Kementerian Dalam Negeri (Kemendagri) pada tanggal 6 september 2018 merilis sebanyak 2 357 orang PNS pusat dan Daerah yang telah di vonis bersalah dan inkrach dan Propinsi Gorontalo 32 orang yang terjerat oleh kasus ini. Sunguh realitas ini justru berbeda dengan citra pemerintahan kita dimana setiap tahunnya kita menyabet penghargaan Wajar Tanpa Pengecualian (WTP) yang dianugerahi oleh Badan Pemeriksaan Keuangan Republik Indonesia (BPK) RI lembaga ini memberi predikat melalui proses serta mekanismenya dengan verifikasi yang begitu ketat mulai tata kelola keuangan yang baik hinga transparansi dalam pengelolaan keuangannya.
Prestasi juga Problem menjadi wajah pemerintahan dalam birokrasi kita. Krisis moral senatiasa menjadi tontonan di berbagai media sidang-sidang korupsi seolah menjadi hal yang biasa, lumrah, dan wajar dalam setiap perjalanan birokrasi.
Momentum ikrar perubahan sekedar lelucon regenerasi kepemimpinan saat perhelatan pilkada, seolah hanya sekedar lipstik dan kampanye yang tak perlu ditunaikan.
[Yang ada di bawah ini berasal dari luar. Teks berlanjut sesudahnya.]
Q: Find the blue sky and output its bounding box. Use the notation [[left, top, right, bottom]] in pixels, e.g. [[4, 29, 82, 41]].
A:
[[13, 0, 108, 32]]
Janji politik hanya dipangung kampanye, orasi politik yang menyatakan perubahan jauh dari korupsi akan berbuat terbaik bagi rakyat dan program program pro rakyat lainya semua pupus setelah terpilih dan di nobatkan menjadi Nahkoda pemerintahan. begitupun sosok birokrat ketika di angkat dan di sumpah menjadi seorang aparat akan bekerja dengan penuh hati, sunguh-sunguh dan penuh tangung jawab inikah cerminan birokrasi dan pemimpim kita hari ini ?? Wallahu alam bisawab.